First published in Franklin Journal
I just came inside after relishing a dish of blueberries. My preference is to eat them fresh and I’m saddened that this batch is dwindling. Other preferred ways of eating them is baked in a pie, with each serving topped with vanilla ice cream; or frozen blueberries with milk, drizzled lightly with maple syrup. Blueberries have a fairly long list of health benefits for such a tiny fruit. As a fruit, they are the source of the highest content of antioxidants. They’re a good source of vitamins and fiber and like other berries, a good prebiotic source. All of which I find interesting, but overall I eat them, because they taste good.
Most of the time, I very much connect with my food. A particular health issue has caused me to delve into the many benefits of eating close to the earth and nutrition content. As water and soil becomes more and more under attack and disrespected, I am growing increasingly interested in the symbolism and spiritual aspects of food, water, plants, animals, and tools. Hence, continued writing on the history of food festivals and ceremonies and related symbolism.
Last week, I was reading an email thread that was discussing the spirituality of the food movement. It started with the question “Is the food movement a spiritual movement?” Well, it can be. I didn’t participate, as I wanted to just listen, but I had further questions. Should it be? To what purpose is spirituality useful? When I grow, prepare, and eat my food, and yes, even in the cleaning up details, I consider it a spiritual experience. I consider drinking clean water a spiritual experience. “Blessing of water rituals” are often part of religious practices.
Along with use in religious practices, community fountains were gravity fed and used for the purpose of bathing and drinking water. When indoor plumbing became more common, they were for decorative purposes or to honor the builder. Muslim garden designers used them as part of miniature versions of paradise.
In exploring spirituality and how it can help people connect to food and water, I have found there are many paths to a destination. It mostly doesn’t matter which path you take. The one who is wasting their time is the one who spends their time running around the destination. That’s how I feel about discussing what the definition of the food movement is and is it a spiritual movement. We’re running around the destination. The discussion is interesting; however, we have people who are hungry; food laborers who are exploited; water to protect; and soil that needs help to regain its health, for our sake and for the sake of all planets. We don’t have time to be caught up in nuances.
The concept of spirituality is broad and often confused with religion. Miriam-Webster defines spirituality as being concerned with religion. I can agree, if we see religion as a means of expressing spirituality with positivity and unity. Religions include food mindfulness. However, I see spirituality as something broader that helps us all to be connected and hence, understand better our place in the universe. I don’t consider it an idea that should have a bunch of rules and a constricting definition. If you need a rule, consider this – spirituality is where vision and mind meet in the heart.
Now, in a broad definition, can I be religious about food and water topics? I can be religious-like. Anyone who has heard me speak on human trafficking can attest to my passionate, nearly religious, commitment to protecting men, women, and child laborers.
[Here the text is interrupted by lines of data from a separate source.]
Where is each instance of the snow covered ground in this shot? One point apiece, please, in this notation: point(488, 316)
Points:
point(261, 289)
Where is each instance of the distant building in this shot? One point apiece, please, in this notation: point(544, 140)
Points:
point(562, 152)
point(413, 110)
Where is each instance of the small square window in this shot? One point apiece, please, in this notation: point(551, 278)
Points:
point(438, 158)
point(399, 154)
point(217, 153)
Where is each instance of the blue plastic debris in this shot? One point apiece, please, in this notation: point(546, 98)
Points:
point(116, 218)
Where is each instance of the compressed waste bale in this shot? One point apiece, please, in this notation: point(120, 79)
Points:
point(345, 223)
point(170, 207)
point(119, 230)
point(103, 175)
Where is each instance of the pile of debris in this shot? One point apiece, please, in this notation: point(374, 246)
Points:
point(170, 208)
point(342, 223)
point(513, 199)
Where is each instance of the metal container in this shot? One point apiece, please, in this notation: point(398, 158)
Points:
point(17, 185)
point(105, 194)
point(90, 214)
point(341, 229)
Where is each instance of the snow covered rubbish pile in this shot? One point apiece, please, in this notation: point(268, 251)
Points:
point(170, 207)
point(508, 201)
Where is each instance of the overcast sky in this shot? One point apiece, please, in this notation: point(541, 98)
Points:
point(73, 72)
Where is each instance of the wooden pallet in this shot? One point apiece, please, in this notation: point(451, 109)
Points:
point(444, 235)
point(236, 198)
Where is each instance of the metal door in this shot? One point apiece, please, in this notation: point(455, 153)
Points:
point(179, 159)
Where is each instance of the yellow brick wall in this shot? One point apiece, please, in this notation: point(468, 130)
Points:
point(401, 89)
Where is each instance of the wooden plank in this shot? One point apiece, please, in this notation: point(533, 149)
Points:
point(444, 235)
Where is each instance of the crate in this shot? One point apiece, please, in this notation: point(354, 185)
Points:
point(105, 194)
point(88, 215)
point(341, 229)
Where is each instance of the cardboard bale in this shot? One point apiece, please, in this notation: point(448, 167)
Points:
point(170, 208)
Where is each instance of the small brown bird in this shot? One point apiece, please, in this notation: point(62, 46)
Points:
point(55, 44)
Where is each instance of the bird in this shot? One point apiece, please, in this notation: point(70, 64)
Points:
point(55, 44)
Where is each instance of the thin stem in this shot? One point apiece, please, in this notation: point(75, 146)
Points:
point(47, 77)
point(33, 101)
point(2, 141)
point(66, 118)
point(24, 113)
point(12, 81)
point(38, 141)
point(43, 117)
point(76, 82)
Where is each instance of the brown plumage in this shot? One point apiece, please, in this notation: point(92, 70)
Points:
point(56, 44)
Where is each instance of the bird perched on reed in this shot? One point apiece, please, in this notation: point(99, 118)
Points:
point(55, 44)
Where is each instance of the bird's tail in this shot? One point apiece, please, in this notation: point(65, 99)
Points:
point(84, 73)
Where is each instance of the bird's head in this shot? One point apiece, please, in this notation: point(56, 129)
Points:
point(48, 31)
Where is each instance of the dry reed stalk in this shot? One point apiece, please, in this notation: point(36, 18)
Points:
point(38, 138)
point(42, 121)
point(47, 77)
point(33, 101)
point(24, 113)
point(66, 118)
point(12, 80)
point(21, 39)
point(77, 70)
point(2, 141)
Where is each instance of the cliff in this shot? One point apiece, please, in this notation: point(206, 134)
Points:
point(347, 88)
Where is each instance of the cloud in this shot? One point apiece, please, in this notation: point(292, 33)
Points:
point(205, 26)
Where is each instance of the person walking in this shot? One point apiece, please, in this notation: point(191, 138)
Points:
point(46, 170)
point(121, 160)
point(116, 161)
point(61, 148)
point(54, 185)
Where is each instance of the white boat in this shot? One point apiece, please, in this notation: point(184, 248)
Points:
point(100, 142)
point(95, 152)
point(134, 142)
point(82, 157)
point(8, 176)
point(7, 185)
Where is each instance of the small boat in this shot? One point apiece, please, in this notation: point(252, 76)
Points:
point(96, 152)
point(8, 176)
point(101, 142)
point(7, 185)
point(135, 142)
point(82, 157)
When I see someone eating certain brands of chocolate or Thailand shrimp, for instance, the fierce, momma bear in me comes out. Due to human trafficking in these industries, I know child laborers are at risk, so there was a time I would become nearly, unbearably, emotional when thinking of children being mutilated or denied education, so we can have chocolate.
I’ve felt the impact when you don’t have access to food you can eat. I have a protective reaction when I hear of communities selling water rights to corporations. While today I am just as fierce, and I still feel the pain of trafficked people; through the exploration of spirituality, I am learning, as my ancestors did, how to address those feelings and still fight trafficking; gain equitable distribution of food people can eat and is nutritionally good; confidently speak out on water rights; and reclaim connection to air, wind, water, and yes, fire, in order to save our planet.
Our food and water journey should include soil and water discussion, celebrations, symbolism, and people’s strife. Spirituality must also be included. It will help us connect and gain greater understanding, learning to stand together, as taught by the tribes who are coming together in North Dakota to protect the water. Then we will become one with earth, the universe and each other.